Modulation-Domain Kalman Filtering for Monaural Blind Speech Denoising and Dereverberation
This addresses speech enhancement for applications like hearing aids or communication systems by improving clarity in noisy, reverberant environments, but it is incremental as it builds on existing Kalman filtering methods.
The paper tackled blind joint denoising and dereverberation of monaural speech by proposing a modulation-domain Kalman filtering algorithm that estimates speech log-magnitude spectra while tracking reverberation parameters like T60 and DRR. Experimental results showed effectiveness in improving speech quality, intelligibility, and dereverberation performance across various noise types and SNRs.

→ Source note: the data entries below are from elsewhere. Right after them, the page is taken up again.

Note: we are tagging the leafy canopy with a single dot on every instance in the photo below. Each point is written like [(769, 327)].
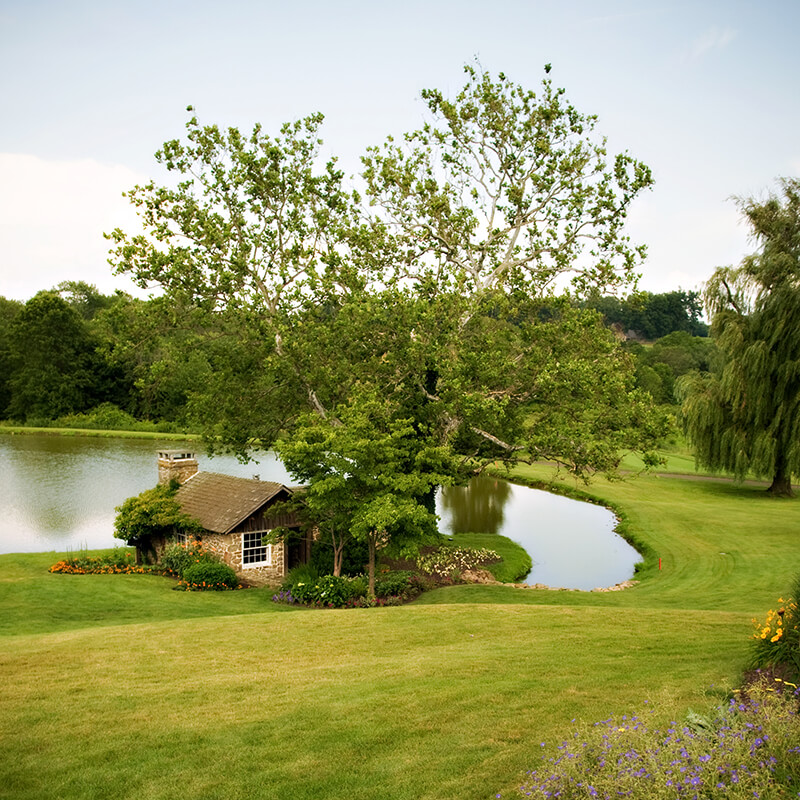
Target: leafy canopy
[(434, 285), (746, 417)]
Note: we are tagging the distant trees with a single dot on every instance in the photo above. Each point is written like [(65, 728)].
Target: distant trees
[(660, 365), (746, 417), (653, 316), (70, 349), (52, 360)]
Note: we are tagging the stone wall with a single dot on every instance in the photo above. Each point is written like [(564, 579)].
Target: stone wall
[(181, 469), (228, 547)]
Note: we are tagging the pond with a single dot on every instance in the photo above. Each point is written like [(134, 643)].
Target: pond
[(60, 492), (572, 544)]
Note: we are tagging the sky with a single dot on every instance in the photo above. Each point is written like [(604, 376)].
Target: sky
[(704, 92)]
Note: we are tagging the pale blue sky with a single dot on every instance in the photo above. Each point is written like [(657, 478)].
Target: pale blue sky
[(704, 92)]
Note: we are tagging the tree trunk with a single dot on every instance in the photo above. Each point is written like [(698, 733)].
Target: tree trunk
[(338, 552), (782, 480), (371, 541)]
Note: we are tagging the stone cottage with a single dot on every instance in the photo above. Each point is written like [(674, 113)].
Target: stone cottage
[(235, 515)]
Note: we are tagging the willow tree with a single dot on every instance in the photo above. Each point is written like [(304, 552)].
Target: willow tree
[(746, 417)]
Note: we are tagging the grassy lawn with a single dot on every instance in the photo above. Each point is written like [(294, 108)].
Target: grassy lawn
[(119, 686)]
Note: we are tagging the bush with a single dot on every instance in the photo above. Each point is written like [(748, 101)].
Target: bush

We describe a monaural speech enhancement algorithm based on modulation-domain Kalman filtering to blindly track the time-frequency log-magnitude spectra of speech and reverberation. We propose an adaptive algorithm that performs blind joint denoising and dereverberation, while accounting for the inter-frame speech dynamics, by estimating the posterior distribution of the speech log-magnitude spectrum given the log-magnitude spectrum of the noisy reverberant speech. The Kalman filter update step models the non-linear relations between the speech, noise and reverberation log-spectra. The Kalman filtering algorithm uses a signal model that takes into account the reverberation parameters of the reverberation time, $T_{60}$, and the direct-to-reverberant energy ratio (DRR) and also estimates and tracks the $T_{60}$ and the DRR in every frequency bin in order to improve the estimation of the speech log-magnitude spectrum. The Kalman filtering algorithm is tested and graphs that depict the estimated reverberation features over time are examined. The proposed algorithm is evaluated in terms of speech quality, speech intelligibility and dereverberation performance for a range of reverberation parameters and SNRs, in different noise types, and is also compared to competing denoising and dereverberation techniques. Experimental results using noisy reverberant speech demonstrate the effectiveness of the enhancement algorithm.